This lecture is about data quality, so we do not want to focus too much on the task of prediction, but more on the data themselves. For this reason, the prediction functions have been simplified as much as possible, and we will use some simple algorithms from some Python libraries.

To understand how a simple task of supervised learning is led, refer to the introductory part (link) __TODO: link to the introduction about supervised learning__.

This section is not mandatory to understand the rest of the course, but if you are curious about the functions used for prediction, we will now go through them.
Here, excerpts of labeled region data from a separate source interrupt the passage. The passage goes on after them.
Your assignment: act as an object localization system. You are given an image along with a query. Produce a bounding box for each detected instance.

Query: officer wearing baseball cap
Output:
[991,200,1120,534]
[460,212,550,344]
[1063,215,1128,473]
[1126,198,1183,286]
There are 2 kinds of supervised prediction tasks: classification and regression. Here, they will be tackled the same way, only the algorithm used and the way of measuring the performance change. We use a simple K-Nearest-Neighbors algorithm for both types of prediction tasks.

## The K-Nearest-Neighbors algorithm

__TODO__

## Regression function

__TODO__

In [None]:
# KNN regression
def knn_regression(df, x,  y):
    from sklearn.model_selection import train_test_split
    from sklearn.neighbors import KNeighborsRegressor

    x_train, x_test, y_train, y_test = train_test_split(df[x], df[y], test_size = 0.2, random_state = 0)
    
    x_train = x_train.fillna(value = 0)
    x_test = x_test.fillna(value = 0)
    y_train = y_train.fillna(value = 0)
    y_test = y_test.fillna(value = 0)
    
    knn = KNeighborsRegressor(n_neighbors = 25)
    knn.fit(x_train, y_train)
    predictions = knn.predict(x_test)
    
    return predictions, y_test

## Classification function

__TODO__

In [None]:
# KNN classification
def knn_classification(df, x,  y):
    from sklearn.model_selection import train_test_split
    from sklearn.neighbors import KNeighborsClassifier
    
    x_train, x_test, y_train, y_test = train_test_split(df[x], df[y], test_size = 0.2, random_state = 0)
    
    #x_train = x_train.fillna(value = 0)
    #x_test = x_test.fillna(value = 0)
    #y_train = y_train.fillna(value = 0)
    #y_test = y_test.fillna(value = 0)
    
    knn = KNeighborsClassifier(n_neighbors = 25)
    knn.fit(x_train, y_train)
    predictions = knn.predict(x_test)
    
    return predictions, y_test

## Trajectory prediction with Random forest

__TODO: remove if not used (very probable)__

In [None]:
def rf_trajectory(df, split, clas):
    '''
    Do time series prediction on df
    in:
    df: pandas DataFrame
    split: integer, between 0 and 1, percentage of train/test split
    clas: string, the name of the attribute to predict (do it separatly for latitude and longitude)
    '''
    import numpy as np
    from sklearn.metrics import mean_absolute_error
    from sklearn.ensemble import RandomForestRegressor
    
    # First, we create a new dataset with 2 additional columns for prediction:
    # - previous_clas: contains the value of the class attribute of the previous row (example: previous latitude value)
    # - diff_clas: the difference between the previous value and the current value for the class attribute
    
    df2 = pd.DataFrame(columns = ['TripID', 'BaseDateTime', clas, 'previous_clas', 'diff_clas'])
    
    df2['TripID'] = df['TripID']
    df2['BaseDateTime'] = df['BaseDateTime']
    df2[clas] = df[clas]
    
    previous_tripid = 'first'
    
    for index, row in df2.sort_values(['TripID', 'BaseDateTime']).iterrows():
        if previous_tripid != row['TripID']: # new trip
            previous_tripid = row['TripID']
            previous_clas = row[clas]
        
        df2.loc[index, 'previous_clas'] = previous_clas
        previous_clas = row[clas]
        
    df2['diff_clas'] = df2[clas] - df2['previous_clas']
    
    df2['previous_clas'] = pd.to_numeric(df2['previous_clas'])
    df2['diff_clas'] = pd.to_numeric(df2['diff_clas'])
    
    # Split training and testing sets: the training set is the first part of the data in the chronological order
    nb_train = int(split * len(df2))
    nb_test = int(len(df2) - nb_train)
    train = df2.head(nb_train)
    test = df2.tail(nb_test)
    
    # Baseline prediction: always predicts the last position
    baseline = mean_absolute_error(test[clas], test['previous_clas'])
    #print('Baseline: mean absolute error = %.5f' % baseline)
    
    # Random Forest prediction
    # Drop the timestamp columns because they cannot be processed by the random forest algorithm
    x_train, x_test = train.drop(columns = [clas, 'BaseDateTime'], axis = 1), test.drop(columns = [clas, 'BaseDateTime'], axis = 1)
    y_train, y_test = train[clas].values, test[clas].values

    rf = RandomForestRegressor(n_estimators = 1000, n_jobs = -1, random_state = 0)
    rf.fit(x_train, y_train)
    predictions = rf.predict(x_test)
    error = mean_absolute_error(predictions, y_test)
    
    #print('Random Forest: mean absolute error = %.5f' % error)
    
    return train, test, predictions, baseline, error